I think I may be have mislead you by mistake. I have no knowledge about what the density of primes looks like or the number of primes in a given range of numbers. There are some theorems that describe it like the one you have mentioned that I am unable to fully understand. I don’t fully understand all the mathematical tools that were used in proving them.

The way that I view it is the following. I think that the percentage of primes written as 6n-1 and 6n+1 will, in my humblest opinion, most likely tend towards 50%. When you reach infinity this will, in all likelihood, be the case. But they will only ever tend towards 50% for any range of data sets I do not think that they will be 50%. I am of the view that for all numbers less than infinity there will be more primes that can be written using the notation 6n-1 than 6n+1 in absolute terms.

Since the two sets are countably infinite, they can be placed into one-to-one correspondence. So they are exactly equal.

The primes themselves can be placed into one-to-one correspondence with the integers, so they are also exactly equal. Yet common sense would tell us that the primes are fewer than the integers everywhere you can possibly look. That’s why common sense is a terrible tool to use with math.

This may be the case. But if you start at 1001 and go to 10000 the number swings above 50% several times. It could just be that there are more such numbers in the first 1000 and that permanently skews the ratio. It could also be we haven’t looked at enough numbers.

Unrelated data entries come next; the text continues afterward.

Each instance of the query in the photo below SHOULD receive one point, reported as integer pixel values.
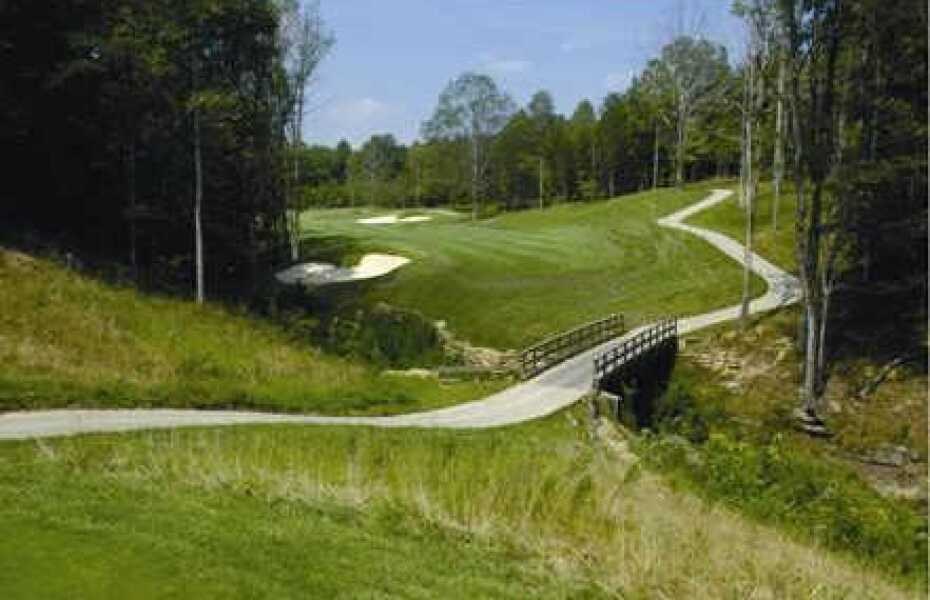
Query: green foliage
(383, 335)
(514, 279)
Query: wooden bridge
(551, 351)
(614, 364)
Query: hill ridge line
(548, 392)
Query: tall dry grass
(563, 500)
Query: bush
(384, 335)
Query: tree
(690, 72)
(305, 44)
(813, 50)
(473, 109)
(584, 140)
(759, 18)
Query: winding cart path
(542, 395)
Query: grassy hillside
(539, 510)
(66, 340)
(777, 245)
(514, 279)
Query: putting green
(512, 280)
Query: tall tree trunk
(198, 208)
(132, 209)
(778, 165)
(474, 177)
(748, 196)
(680, 150)
(540, 183)
(198, 188)
(655, 158)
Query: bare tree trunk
(198, 208)
(416, 190)
(474, 178)
(655, 158)
(778, 165)
(132, 209)
(198, 188)
(748, 196)
(680, 150)
(540, 183)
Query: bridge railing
(607, 362)
(539, 357)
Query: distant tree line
(160, 133)
(672, 124)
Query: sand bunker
(392, 219)
(316, 274)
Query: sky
(392, 58)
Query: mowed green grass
(70, 341)
(514, 279)
(774, 243)
(535, 511)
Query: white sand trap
(316, 274)
(392, 219)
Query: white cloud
(573, 45)
(362, 111)
(508, 66)
(617, 81)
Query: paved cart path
(542, 395)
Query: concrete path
(546, 393)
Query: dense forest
(157, 134)
(167, 137)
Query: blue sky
(393, 57)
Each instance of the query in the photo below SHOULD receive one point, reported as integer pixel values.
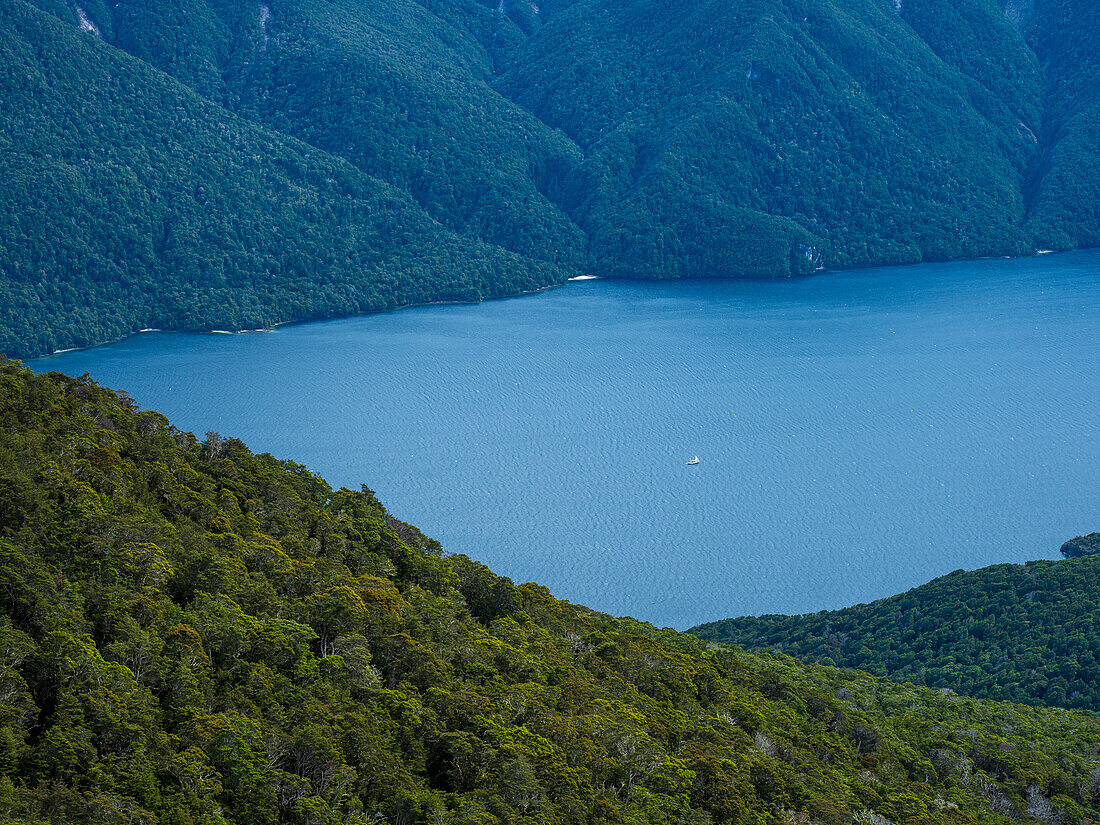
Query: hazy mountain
(334, 156)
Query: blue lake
(859, 432)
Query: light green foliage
(202, 635)
(1022, 633)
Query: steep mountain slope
(1065, 184)
(631, 139)
(1021, 633)
(399, 91)
(765, 136)
(194, 634)
(128, 201)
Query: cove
(859, 432)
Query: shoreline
(521, 294)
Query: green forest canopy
(194, 634)
(1019, 633)
(197, 164)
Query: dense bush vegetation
(338, 156)
(1022, 633)
(129, 201)
(194, 634)
(1081, 546)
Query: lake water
(859, 432)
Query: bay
(859, 432)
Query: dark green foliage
(455, 150)
(194, 634)
(1081, 546)
(1020, 633)
(129, 202)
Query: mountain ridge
(518, 147)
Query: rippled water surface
(859, 432)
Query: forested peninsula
(190, 633)
(207, 164)
(1021, 633)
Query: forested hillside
(128, 201)
(194, 634)
(1020, 633)
(196, 164)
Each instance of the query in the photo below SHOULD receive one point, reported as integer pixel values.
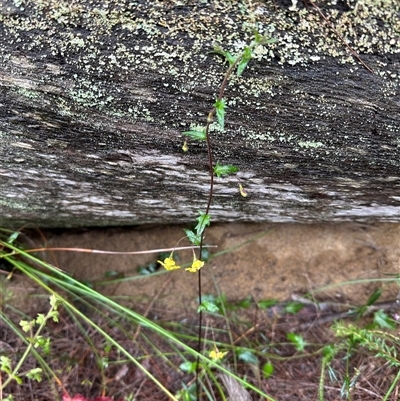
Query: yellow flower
(169, 263)
(196, 265)
(216, 355)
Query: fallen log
(95, 96)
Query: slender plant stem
(210, 119)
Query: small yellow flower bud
(216, 355)
(169, 263)
(196, 266)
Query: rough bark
(95, 96)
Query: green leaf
(5, 364)
(196, 135)
(55, 301)
(374, 297)
(192, 237)
(383, 320)
(208, 306)
(202, 222)
(294, 307)
(246, 57)
(297, 340)
(262, 40)
(13, 237)
(228, 56)
(41, 318)
(268, 370)
(35, 374)
(188, 367)
(244, 303)
(247, 356)
(220, 107)
(227, 169)
(267, 303)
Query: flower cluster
(170, 264)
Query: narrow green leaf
(208, 306)
(294, 307)
(247, 356)
(196, 135)
(267, 303)
(297, 340)
(192, 237)
(13, 237)
(262, 40)
(246, 57)
(228, 56)
(227, 169)
(244, 303)
(374, 297)
(383, 320)
(203, 221)
(268, 369)
(220, 107)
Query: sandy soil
(262, 260)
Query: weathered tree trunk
(95, 96)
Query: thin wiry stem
(210, 119)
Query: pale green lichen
(310, 144)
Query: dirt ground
(264, 261)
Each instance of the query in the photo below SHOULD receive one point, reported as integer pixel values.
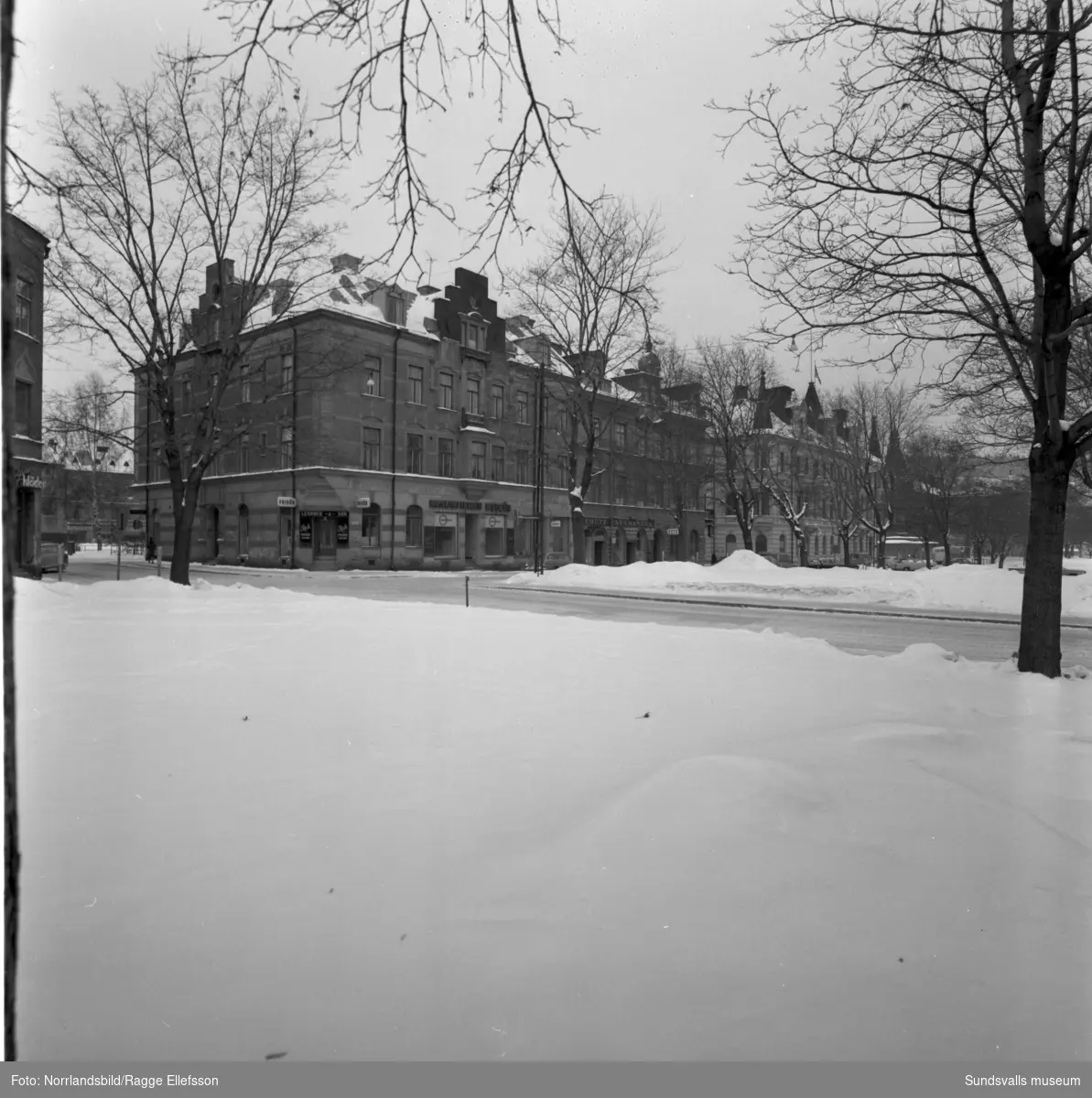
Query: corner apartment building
(26, 251)
(384, 428)
(796, 448)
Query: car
(906, 565)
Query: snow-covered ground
(261, 822)
(960, 587)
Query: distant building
(385, 428)
(26, 250)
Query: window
(416, 384)
(478, 460)
(23, 393)
(473, 335)
(395, 308)
(372, 377)
(371, 438)
(25, 290)
(494, 542)
(415, 454)
(445, 465)
(369, 526)
(413, 527)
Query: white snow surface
(958, 587)
(261, 822)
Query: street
(851, 631)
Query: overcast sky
(641, 74)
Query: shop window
(371, 438)
(415, 453)
(369, 526)
(478, 460)
(494, 542)
(445, 462)
(413, 527)
(244, 530)
(559, 536)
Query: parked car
(906, 565)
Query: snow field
(264, 822)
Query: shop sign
(494, 509)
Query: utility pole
(539, 488)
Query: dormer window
(475, 332)
(395, 308)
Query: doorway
(470, 539)
(325, 537)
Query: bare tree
(179, 176)
(731, 379)
(592, 296)
(405, 65)
(681, 432)
(940, 208)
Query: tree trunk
(1041, 614)
(576, 511)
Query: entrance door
(325, 538)
(470, 547)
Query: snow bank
(960, 587)
(263, 822)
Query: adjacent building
(389, 428)
(26, 251)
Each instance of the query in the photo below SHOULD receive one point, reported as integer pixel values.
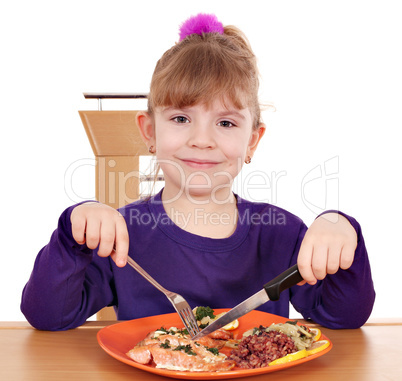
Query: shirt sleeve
(341, 300)
(68, 284)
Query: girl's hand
(100, 225)
(329, 244)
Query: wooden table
(372, 353)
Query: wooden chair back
(117, 146)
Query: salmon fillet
(176, 351)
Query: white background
(331, 68)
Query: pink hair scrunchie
(199, 24)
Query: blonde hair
(203, 68)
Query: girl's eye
(226, 123)
(180, 119)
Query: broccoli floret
(202, 312)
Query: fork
(179, 303)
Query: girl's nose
(201, 137)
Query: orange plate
(118, 339)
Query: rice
(258, 350)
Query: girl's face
(201, 150)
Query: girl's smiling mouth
(199, 163)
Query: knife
(270, 291)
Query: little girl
(196, 237)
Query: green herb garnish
(215, 351)
(186, 348)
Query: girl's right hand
(100, 225)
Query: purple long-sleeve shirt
(69, 282)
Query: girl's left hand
(329, 244)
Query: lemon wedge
(316, 333)
(231, 326)
(290, 357)
(317, 346)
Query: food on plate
(259, 347)
(173, 349)
(273, 345)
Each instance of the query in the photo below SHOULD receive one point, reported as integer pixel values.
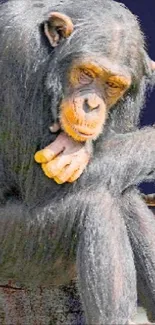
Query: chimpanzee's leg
(141, 229)
(106, 272)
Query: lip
(82, 131)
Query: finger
(76, 175)
(65, 174)
(54, 167)
(49, 152)
(73, 169)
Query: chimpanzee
(81, 66)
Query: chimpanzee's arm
(125, 159)
(140, 223)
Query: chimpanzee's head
(100, 65)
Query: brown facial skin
(90, 92)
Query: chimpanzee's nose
(90, 103)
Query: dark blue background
(145, 10)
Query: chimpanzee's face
(93, 86)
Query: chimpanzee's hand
(64, 160)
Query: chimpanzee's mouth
(80, 132)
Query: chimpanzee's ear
(57, 27)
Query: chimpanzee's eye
(112, 85)
(85, 76)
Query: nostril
(88, 106)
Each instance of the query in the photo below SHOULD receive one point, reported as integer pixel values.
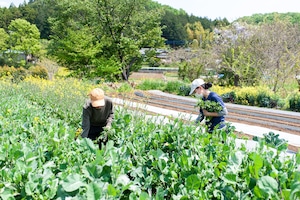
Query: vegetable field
(41, 158)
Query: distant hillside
(269, 17)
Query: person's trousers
(94, 133)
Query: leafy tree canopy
(87, 32)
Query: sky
(216, 9)
(232, 9)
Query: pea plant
(40, 157)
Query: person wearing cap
(201, 90)
(97, 115)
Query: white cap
(196, 83)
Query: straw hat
(196, 83)
(97, 97)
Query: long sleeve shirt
(220, 119)
(102, 116)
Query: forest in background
(104, 38)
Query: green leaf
(123, 180)
(295, 190)
(257, 165)
(51, 192)
(193, 182)
(230, 178)
(72, 183)
(267, 185)
(111, 190)
(94, 192)
(144, 196)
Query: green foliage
(184, 90)
(294, 102)
(13, 74)
(3, 40)
(145, 158)
(273, 140)
(210, 106)
(173, 87)
(190, 70)
(151, 85)
(116, 35)
(39, 71)
(24, 37)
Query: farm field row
(41, 158)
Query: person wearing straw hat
(97, 115)
(201, 90)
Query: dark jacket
(101, 117)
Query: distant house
(162, 54)
(15, 54)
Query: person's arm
(200, 117)
(216, 114)
(85, 123)
(110, 116)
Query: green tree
(24, 37)
(3, 39)
(92, 31)
(276, 49)
(237, 63)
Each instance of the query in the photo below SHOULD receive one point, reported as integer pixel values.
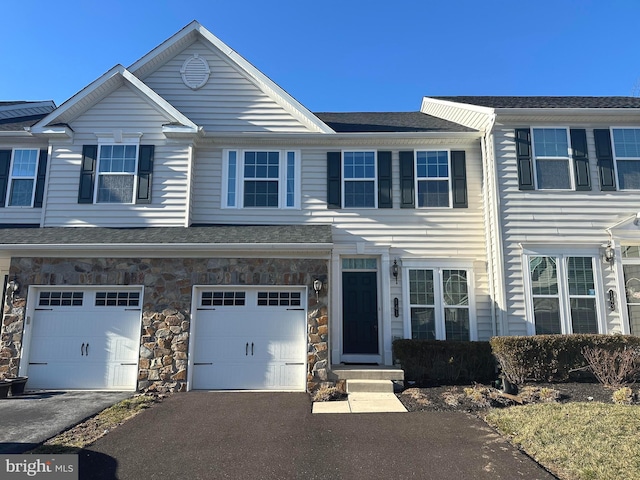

I don’t see how the conclusion follows from Dirichlet’s theorem. In fact, I wonder if Chebyshev’s bias implies the opposite.

I have thought of that possibility as well. I am however, sure that it will in fact take place. I have written down how the absolute difference between the number of primes written as 6n+1 and 6n-1 changes. You are correct that is does swing.

The problem with saying that it might be skewed by a value is that the number of primes that can be written as 6n-1 appears to be increasing. Of course there are times where the difference narrows it fell from quite sharply at one point. But, for all the intervals I checked it never once fell below 6.

That is for the first 5154 primes.

If I understand correctly, Chebyshev’s Bias is about which progression contains more primes in absolute terms, not about the relative density: these are two different things. For example, consider the progression of positive integers: 1, 2, 3, 4, … The relative density of odd numbers and even numbers is the same (50% for both). But the number of odd numbers up to any given point is never less than, and half the time greater than, the number of even numbers up to that point.

That is exactly what I am saying. It has nothing to do with relative density it has everything to do with the absolute difference with regards to the number of primes that can be written as 6n-1 and 6n+1.

“In general, if 0 < a, b < q are integers, (a, q) = (b, q) = 1, a is a quadratic residue, b is a quadratic nonresidue mod q, then π(x; q, b) > π(x; q, a) occurs more often than not” if I understand it correctly that part of the equation has been proved through the Riemann Hypothesis and that in turn would make the statement that having more primes in the form 6n-1 than 6n+1 is to be expected then?